When do our actions start to impact the entire world and not just those around us? Arthur Miller's three-act drama works to answer this question as best it can, in this now classic story about a family that has been forever changed by actions made during the war. The question and its answer are at the heart of the story and feel more powerful and relevant than ever in Roundabout's current revival that is about as nigh on perfect as you can get.
In All My Sons, Miller has crafted a tale that is about guilt, greed, responsibility and the consequences of our actions. It is as intense as it is electrifying and is heightened by the incredible performances onstage. Tracy Letts and Annette Bening star as Joe and Kate Keller. Despite the fact that there were defective parts made in his machine shop during the war, he was exonerated while his partner, Steve Deever, went to jail.
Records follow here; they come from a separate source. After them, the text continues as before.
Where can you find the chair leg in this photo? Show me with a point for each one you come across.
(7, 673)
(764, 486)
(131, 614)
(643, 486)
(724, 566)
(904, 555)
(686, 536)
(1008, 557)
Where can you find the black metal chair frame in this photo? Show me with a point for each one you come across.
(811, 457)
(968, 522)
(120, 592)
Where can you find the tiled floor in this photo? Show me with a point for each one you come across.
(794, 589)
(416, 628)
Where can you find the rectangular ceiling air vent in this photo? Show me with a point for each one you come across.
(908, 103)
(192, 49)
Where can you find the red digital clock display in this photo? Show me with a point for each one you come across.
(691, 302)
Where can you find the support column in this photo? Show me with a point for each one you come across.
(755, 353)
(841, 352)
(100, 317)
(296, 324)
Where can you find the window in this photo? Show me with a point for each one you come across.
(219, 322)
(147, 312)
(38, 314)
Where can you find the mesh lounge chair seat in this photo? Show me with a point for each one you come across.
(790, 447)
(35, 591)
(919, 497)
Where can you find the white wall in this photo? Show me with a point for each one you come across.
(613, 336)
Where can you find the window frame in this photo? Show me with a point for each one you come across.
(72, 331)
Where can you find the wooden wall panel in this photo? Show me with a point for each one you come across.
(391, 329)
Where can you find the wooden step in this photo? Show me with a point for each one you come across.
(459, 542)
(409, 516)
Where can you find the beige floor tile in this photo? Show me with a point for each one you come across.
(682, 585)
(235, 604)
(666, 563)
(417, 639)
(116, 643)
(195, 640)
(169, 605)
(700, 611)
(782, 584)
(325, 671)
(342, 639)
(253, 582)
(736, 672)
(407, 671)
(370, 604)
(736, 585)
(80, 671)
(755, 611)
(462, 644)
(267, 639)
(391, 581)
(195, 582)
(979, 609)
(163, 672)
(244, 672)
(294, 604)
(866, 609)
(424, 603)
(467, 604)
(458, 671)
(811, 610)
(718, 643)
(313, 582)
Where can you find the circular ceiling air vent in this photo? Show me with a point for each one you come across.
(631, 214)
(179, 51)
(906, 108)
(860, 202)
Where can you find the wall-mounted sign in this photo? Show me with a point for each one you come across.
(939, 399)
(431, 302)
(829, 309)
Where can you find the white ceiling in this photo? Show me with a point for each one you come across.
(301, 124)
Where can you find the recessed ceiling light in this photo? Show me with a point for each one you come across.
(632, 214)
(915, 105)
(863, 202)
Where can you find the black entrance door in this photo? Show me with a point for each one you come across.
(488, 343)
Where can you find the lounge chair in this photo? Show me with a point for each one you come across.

And Kate is plagued by the fate of her son Larry, while back at home her son Chris (Benjamin Walker) is working to take his relationship with Ann Deever (Francesca Carpanini) to the next step, despite his mother's insistence that Larry, who was Ann's beau, is still alive.
Everything that has been done for this revival of All My Sons has only helped it. From the remarkable set design to incredible performances, the production brings out the best of Miller's work, which is actually helped by Jack O'Brien's minimal direction, allowing the audience to feel as though they may have been a fly on the wall while the events onstage unfolded.
As is the case with most plays, the action began long before the curtain rises on Joe Keller sitting on his back porch. And though Steve and Larry are never seen onstage, their presence weighs on the plot, driving it forward through the first two acts before causing it to hurtle at full speed to its emotionally intense ending. It is stunning, surprisingly funny at times, and equally as heartbreaking. And it is certainly not one you want to miss.